The company also is establishing a Design Requirements Program to strengthen a culture of continuous improvement, learning and innovation; enhancing the Continued Operation Safety Program to raise visibility and transparency of all safety and potential safety reports; partnering with commercial and defense customers, and other stakeholders, to ensure flight deck designs continue to anticipate the needs of future pilot populations; and expanding the role and reach of the company's Safety Promotion Center to reinforce Boeing's long-standing safety culture.
Concurrently and in addition to the board's recommendations, Muilenburg announced further steps Boeing is taking to strengthen how it manages safety across the company and its supply chain, focusing on operational excellence, investing in its people and, in partnership with others across the aerospace community, working to improve global aviation safety.
That includes expanding companywide use of a comprehensive safety management system and safety review boards to standardize safety policy and objectives, share best practices, manage risk, assess performance, increase visibility and further strengthen the company's safety culture. An anonymous reporting system, born in Commercial Airplanes and expanded across the company, is encouraging employees to bring forward potential safety issues that will be reviewed by the Product and Services Safety organization. Also, safety review boards have been expanded and are now led by senior company leadership, including Boeing's chief engineer and business unit CEOs, resulting in enhanced visibility. Early gains and lessons learned are being applied—today—across a range of development and established programs. Additionally, investments in enhanced flight simulation and computing capabilities have increased the company's ability to proactively test a wide range of scenarios, resulting in improved product safety. For example, over the past several weeks, software engineers have run 390,000 flight hours on the 737 MAX—the equivalent of flying 45 years. Advanced R&D efforts in future flight decks also are underway, leveraging leading-edge work in human factors science and design.

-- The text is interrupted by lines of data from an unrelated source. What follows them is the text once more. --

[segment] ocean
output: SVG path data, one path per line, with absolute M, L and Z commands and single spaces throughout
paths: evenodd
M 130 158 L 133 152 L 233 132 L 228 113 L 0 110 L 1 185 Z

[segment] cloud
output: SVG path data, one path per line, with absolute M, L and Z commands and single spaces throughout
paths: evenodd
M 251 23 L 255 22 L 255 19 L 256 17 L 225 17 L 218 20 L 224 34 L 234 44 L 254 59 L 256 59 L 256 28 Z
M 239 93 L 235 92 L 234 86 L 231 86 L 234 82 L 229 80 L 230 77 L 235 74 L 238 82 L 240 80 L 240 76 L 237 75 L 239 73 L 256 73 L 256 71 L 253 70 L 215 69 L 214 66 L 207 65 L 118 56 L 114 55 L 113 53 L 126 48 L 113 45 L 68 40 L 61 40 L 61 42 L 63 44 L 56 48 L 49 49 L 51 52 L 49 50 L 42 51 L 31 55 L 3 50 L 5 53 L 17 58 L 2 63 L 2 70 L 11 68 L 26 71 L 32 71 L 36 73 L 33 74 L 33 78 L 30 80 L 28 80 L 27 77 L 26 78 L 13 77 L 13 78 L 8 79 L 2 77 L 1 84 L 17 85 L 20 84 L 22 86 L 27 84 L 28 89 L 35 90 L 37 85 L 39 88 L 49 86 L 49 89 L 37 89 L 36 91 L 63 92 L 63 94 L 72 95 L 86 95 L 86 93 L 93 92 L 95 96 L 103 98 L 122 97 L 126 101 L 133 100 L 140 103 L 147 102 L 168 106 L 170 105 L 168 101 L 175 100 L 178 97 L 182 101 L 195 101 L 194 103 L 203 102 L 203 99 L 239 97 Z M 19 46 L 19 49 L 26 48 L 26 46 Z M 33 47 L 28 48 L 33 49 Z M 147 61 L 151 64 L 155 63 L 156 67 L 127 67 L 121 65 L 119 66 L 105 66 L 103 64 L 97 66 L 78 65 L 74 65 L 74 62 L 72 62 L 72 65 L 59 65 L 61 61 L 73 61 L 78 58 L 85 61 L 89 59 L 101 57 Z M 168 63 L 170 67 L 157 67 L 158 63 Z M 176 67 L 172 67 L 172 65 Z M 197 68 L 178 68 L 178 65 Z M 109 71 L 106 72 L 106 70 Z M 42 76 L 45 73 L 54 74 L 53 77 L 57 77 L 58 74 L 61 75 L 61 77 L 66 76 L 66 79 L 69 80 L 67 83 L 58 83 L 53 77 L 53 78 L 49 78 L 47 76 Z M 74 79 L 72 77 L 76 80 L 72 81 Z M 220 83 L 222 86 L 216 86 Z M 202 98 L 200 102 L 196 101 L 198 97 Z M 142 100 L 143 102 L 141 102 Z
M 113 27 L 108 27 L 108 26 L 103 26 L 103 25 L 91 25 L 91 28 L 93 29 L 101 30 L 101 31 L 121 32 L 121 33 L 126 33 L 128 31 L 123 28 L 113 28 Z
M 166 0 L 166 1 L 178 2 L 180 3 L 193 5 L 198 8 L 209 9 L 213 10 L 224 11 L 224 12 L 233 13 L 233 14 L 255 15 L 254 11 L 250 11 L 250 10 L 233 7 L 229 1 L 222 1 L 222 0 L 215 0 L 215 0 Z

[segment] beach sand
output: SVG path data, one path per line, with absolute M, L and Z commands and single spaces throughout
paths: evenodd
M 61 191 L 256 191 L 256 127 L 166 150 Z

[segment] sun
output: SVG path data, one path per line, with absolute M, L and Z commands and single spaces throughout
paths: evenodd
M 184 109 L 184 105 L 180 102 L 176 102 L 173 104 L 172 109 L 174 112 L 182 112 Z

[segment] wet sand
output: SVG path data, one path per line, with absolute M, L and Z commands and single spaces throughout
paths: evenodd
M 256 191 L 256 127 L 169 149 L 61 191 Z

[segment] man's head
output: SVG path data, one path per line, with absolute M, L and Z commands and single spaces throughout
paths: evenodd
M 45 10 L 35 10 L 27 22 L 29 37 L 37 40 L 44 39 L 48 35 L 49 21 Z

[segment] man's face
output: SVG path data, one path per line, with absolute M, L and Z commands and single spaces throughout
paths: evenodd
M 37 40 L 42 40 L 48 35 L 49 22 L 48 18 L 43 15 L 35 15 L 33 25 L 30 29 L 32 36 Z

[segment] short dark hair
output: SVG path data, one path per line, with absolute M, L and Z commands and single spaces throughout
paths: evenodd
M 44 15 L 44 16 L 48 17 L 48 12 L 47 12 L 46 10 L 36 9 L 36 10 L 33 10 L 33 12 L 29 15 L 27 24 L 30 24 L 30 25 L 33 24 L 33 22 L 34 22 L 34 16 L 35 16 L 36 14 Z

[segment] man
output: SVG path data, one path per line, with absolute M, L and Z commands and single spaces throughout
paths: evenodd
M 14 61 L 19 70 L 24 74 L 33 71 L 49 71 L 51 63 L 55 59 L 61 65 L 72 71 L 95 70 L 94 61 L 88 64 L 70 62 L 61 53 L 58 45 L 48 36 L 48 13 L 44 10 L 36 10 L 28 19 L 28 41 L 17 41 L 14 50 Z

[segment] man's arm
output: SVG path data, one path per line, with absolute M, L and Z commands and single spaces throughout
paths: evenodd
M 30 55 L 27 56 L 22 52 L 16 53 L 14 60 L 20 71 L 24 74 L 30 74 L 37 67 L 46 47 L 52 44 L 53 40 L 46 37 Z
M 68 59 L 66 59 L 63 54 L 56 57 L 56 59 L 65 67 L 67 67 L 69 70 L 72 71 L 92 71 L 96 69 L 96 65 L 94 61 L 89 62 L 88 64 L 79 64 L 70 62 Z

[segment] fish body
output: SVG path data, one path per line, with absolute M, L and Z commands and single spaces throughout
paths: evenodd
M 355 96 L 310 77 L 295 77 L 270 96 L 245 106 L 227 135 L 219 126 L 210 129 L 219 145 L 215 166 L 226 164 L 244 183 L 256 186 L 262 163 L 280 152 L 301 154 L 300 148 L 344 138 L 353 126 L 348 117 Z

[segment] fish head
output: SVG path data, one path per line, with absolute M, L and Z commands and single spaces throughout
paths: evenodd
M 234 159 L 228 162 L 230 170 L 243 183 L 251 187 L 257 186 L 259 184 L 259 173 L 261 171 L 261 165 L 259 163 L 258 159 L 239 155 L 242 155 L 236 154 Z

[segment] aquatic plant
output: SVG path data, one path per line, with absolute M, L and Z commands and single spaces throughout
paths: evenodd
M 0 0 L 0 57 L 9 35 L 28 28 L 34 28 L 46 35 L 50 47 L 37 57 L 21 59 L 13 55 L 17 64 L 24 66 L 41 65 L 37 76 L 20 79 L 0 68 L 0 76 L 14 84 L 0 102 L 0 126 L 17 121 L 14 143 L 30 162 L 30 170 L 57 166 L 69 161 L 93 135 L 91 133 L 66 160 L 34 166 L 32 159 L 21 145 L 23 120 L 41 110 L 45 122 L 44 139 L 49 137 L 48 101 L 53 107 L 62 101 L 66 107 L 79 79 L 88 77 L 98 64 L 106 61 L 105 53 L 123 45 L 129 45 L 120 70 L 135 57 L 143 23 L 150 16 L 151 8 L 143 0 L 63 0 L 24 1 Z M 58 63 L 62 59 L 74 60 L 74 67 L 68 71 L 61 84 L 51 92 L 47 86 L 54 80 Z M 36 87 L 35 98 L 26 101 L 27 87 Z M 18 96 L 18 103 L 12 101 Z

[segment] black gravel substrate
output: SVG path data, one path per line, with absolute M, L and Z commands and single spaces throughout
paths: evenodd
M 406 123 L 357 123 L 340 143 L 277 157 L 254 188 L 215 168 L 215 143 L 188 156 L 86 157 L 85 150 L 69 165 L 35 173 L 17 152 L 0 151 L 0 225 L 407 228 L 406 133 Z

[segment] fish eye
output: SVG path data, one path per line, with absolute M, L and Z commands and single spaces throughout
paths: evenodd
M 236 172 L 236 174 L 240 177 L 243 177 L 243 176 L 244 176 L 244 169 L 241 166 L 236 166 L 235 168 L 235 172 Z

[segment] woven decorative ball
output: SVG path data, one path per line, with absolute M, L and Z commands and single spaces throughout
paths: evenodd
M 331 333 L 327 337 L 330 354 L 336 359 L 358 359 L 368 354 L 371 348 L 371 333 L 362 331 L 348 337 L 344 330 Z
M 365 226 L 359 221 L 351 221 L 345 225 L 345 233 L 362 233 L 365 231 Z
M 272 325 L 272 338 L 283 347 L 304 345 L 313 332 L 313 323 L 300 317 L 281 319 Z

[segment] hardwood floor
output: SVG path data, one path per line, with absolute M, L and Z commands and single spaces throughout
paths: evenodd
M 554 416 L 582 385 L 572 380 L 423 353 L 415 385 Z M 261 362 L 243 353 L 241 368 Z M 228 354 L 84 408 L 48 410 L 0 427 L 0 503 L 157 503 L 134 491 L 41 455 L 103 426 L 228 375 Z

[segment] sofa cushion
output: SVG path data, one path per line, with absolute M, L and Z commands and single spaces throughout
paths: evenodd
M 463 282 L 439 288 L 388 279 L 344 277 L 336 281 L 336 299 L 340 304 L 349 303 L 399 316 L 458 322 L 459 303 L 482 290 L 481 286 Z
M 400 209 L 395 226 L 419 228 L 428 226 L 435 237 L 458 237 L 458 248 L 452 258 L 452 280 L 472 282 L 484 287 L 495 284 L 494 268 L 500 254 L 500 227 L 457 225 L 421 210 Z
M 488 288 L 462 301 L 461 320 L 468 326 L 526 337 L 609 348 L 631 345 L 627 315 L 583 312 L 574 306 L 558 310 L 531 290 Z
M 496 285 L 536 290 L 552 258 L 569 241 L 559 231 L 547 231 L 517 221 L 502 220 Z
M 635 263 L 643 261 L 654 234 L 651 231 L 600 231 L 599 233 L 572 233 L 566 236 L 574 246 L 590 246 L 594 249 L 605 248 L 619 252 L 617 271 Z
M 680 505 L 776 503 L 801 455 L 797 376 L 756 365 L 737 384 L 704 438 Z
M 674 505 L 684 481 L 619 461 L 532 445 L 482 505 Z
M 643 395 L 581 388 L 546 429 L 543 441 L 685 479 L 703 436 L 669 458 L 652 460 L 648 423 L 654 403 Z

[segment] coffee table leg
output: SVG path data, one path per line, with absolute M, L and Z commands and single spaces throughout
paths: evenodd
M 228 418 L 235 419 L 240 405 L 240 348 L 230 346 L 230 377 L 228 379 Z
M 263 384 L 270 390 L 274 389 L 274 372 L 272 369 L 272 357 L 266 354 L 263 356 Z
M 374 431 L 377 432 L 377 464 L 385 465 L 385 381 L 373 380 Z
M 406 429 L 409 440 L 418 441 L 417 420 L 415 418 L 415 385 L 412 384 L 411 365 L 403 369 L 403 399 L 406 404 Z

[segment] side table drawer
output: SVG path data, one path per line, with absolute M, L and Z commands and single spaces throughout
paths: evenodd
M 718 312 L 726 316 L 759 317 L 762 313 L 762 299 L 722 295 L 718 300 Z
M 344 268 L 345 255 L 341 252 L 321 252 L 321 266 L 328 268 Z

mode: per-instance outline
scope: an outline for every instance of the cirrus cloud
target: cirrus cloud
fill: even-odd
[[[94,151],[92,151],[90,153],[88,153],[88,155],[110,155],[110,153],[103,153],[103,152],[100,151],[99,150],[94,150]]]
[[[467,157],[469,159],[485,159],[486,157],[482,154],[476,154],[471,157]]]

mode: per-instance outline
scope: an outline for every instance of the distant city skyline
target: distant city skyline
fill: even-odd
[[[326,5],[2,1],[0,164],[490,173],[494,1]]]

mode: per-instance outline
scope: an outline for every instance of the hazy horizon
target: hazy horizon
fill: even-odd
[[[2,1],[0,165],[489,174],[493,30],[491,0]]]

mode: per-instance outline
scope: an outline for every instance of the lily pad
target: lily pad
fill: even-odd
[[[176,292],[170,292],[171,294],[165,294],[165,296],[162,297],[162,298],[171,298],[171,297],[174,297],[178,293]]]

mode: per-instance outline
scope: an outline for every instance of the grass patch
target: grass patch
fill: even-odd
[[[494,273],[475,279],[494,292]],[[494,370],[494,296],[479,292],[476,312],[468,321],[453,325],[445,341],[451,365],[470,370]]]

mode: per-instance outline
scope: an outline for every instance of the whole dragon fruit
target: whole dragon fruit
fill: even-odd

“At this defining moment, Boeing must take an expanded leadership role with a heightened focus on safety — and reach even higher,” said Muilenburg. “In addition to our focus on a common safety management system, we're creating new leadership positions with the authority, accountability and transparency needed to make measurable progress; addressing the growing need for talent, pilot and maintenance technician training, and STEM education; as well as investing in areas such as product design, future flight decks, infrastructure, regulation and new technologies. We will have more to share on these additional efforts soon.
“Ensuring the safety of the flying public, pilots and crew is our top priority as we work to return the 737 MAX to service,” he continued. “We'll keep learning from the recent accidents, share what we learn with the broader aviation community, and emerge better and stronger as a company and industry.”